Last week, I wrote about DIY illusions, and I feel like I have to come clean. Roxanne’s comment reminded me that it’s nearly impossible to discuss DIY culture and not mention weddings. I did it, though—I churned out the whole piece without mentioning the “W” word once. As it turns out, my fiancé and I are awash in the final weeks of planning our wedding. Although the topic is at the forefront of my mind, I thought I’d do this space a favor and leave all of that wedding business out. I figured there’s already enough (and perhaps too much) internet real estate devoted to the chiffon/taffeta/burlap/mason jar dream of getting hitched with all the trimmings.
If you’ll allow me, though, I’d like to reflect a bit further on DIY culture, a trend that has both fascinated and bewildered me as we’ve navigated the wedding planning process since our engagement in March. Much of our wedding is “DIY,” in the sense that we’re doing it ourselves. The only professional we’ve hired is a photographer, so many of the logistical and material aspects of the day will be created and executed by ourselves or our loved ones. But this isn’t what I mean at all when I use the letters “D-I-Y.”
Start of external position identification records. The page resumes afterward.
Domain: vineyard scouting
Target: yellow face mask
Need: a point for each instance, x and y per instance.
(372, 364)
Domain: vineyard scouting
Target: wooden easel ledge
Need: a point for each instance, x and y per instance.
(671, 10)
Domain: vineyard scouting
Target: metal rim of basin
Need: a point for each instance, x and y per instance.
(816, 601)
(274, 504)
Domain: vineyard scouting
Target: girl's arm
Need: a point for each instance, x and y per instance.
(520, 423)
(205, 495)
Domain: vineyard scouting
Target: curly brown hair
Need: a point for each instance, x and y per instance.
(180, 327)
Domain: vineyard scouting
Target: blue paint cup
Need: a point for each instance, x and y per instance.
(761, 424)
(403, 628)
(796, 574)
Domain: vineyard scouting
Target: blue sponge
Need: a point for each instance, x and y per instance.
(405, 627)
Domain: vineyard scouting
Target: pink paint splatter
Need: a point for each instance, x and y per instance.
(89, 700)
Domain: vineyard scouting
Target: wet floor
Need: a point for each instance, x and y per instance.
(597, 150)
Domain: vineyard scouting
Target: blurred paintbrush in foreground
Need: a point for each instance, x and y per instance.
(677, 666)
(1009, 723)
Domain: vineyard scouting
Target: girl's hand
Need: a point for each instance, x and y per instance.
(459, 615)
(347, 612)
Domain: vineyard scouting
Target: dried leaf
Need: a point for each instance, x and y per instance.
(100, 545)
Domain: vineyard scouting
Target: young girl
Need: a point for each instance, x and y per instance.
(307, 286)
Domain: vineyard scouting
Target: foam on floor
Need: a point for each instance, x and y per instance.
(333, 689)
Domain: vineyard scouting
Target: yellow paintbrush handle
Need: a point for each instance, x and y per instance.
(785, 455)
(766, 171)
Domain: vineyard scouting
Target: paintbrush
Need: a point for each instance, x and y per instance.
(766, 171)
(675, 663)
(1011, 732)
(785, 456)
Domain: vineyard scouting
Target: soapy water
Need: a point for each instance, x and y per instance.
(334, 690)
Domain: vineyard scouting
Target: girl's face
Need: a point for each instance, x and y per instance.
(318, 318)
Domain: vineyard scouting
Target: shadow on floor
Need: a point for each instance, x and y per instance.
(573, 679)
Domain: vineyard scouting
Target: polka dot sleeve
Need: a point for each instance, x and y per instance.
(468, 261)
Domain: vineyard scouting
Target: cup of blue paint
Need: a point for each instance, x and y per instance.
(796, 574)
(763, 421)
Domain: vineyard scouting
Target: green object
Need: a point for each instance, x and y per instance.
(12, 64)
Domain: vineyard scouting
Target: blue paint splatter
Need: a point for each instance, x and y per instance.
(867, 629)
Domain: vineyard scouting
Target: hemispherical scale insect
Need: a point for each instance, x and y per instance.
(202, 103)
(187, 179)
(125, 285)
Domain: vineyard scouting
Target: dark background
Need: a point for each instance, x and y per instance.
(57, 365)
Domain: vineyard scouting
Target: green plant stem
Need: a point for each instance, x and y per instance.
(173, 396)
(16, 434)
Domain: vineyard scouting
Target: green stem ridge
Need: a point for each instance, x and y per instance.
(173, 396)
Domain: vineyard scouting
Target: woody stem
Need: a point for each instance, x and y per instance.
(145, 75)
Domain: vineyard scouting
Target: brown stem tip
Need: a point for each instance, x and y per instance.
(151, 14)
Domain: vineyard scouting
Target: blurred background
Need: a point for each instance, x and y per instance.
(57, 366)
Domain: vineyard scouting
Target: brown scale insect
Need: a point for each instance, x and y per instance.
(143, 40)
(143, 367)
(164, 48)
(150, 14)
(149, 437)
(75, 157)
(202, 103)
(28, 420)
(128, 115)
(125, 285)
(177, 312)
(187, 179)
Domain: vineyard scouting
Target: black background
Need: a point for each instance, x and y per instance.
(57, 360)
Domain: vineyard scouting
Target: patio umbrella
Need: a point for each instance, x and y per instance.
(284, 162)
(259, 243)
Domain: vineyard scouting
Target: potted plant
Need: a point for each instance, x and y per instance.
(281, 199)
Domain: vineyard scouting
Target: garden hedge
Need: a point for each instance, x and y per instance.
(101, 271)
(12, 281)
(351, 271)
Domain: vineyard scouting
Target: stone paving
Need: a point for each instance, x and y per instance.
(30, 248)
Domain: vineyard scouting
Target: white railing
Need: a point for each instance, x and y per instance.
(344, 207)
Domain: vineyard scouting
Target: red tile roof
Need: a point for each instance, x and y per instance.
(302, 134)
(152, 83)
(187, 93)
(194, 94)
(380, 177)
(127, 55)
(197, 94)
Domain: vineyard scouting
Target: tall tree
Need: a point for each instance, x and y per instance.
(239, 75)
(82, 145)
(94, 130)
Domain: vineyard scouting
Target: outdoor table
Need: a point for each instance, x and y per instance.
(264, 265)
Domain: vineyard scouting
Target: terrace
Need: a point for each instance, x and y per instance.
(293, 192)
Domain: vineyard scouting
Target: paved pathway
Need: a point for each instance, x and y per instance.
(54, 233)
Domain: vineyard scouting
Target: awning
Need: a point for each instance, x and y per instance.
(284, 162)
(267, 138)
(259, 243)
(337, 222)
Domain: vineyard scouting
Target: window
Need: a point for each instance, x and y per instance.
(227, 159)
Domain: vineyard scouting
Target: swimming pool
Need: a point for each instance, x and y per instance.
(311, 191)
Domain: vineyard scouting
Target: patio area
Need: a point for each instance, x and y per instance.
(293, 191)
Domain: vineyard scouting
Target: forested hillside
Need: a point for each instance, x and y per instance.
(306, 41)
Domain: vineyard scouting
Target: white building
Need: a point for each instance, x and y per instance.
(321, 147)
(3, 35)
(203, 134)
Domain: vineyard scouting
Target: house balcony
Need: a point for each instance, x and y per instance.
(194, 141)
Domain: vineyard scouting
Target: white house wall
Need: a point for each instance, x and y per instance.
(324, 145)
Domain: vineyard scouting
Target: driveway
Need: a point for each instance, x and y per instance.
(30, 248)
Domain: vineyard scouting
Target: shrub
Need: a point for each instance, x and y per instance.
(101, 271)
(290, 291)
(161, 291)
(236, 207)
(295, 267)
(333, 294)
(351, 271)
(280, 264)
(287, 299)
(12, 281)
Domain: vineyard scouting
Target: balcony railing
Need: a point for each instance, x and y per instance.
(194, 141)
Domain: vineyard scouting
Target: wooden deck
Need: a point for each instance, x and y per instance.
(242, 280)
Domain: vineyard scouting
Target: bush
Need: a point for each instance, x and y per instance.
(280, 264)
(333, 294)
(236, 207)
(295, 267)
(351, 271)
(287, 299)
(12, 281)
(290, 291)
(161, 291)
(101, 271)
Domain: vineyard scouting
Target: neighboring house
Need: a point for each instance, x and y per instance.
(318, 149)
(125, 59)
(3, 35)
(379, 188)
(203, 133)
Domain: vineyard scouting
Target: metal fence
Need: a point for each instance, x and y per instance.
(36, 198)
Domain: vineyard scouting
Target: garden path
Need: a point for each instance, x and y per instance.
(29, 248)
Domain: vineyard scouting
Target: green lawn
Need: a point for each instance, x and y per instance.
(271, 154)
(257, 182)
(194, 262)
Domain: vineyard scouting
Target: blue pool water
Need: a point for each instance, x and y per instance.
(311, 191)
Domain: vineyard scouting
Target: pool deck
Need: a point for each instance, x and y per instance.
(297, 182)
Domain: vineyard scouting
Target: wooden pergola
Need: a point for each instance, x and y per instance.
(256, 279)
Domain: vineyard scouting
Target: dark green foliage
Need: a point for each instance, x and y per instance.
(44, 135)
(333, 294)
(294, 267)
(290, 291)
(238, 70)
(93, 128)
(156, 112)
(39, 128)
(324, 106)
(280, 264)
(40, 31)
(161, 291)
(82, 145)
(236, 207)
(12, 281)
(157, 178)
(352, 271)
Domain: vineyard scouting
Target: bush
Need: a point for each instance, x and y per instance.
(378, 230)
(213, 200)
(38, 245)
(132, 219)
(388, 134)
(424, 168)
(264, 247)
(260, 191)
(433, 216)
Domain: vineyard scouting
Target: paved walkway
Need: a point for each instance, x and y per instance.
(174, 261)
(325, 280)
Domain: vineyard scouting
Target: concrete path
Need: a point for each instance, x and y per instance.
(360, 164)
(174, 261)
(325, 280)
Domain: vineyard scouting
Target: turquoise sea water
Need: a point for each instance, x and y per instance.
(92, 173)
DIY culture, I think, is a pervasive sense that the material aspects of a wedding, or a home, or a life, for that matter, are only special and meaningful when they are crafted and personalized and customized by oneself, for oneself. There's certainly something special about the things we make ourselves, but the pressure to create-your-own everything can sometimes be overwhelming. Perhaps this anxiety is fueled by our overexposure to the intimate details of the lives of others and a resulting desire to differentiate ourselves.
Weddings are such a common life cycle event, but after you’ve ogled wedding blog photos from around the world, followed by a healthy dose of your 500 favorite Facebook friends’ weddings, “common” takes on a whole new meaning. It’s hard not to wonder whether there is anything new under the sun.
I went to a talk this weekend by Austin Kleon, author of Steal Like an Artist, and I couldn’t help but apply his perspective on creativity more broadly to weddings and other aspects of life too (I hope he doesn’t mind!). The idea is simply to get comfortable with the idea that nothing is completely original. Our creative works (and our homes and our weddings) are composites of the objects and the people and the ideas that have come before us.
This approach isn’t meant to be depressing, but rather freeing. What’s different and special each time a new poem is written, or a new couple gets married, is simply the remix of influences and the presence of the individuals themselves who are creating or transitioning or moving through life, like those who’ve gone before them. That’s all, and that’s enough.
Sometimes I’ve wondered in the past few months whether we’re doing enough to make our wedding feel personal or unique. We haven’t managed to cover anything in burlap or chalkboard paint (yet?), because we’re too busy arranging basic things, like matching up the number of chairs with the number of tushes. I’m relieved to be reminded, though, that everything we’re doing has been done before. What’s different this time is simply that we’re the ones doing it, together.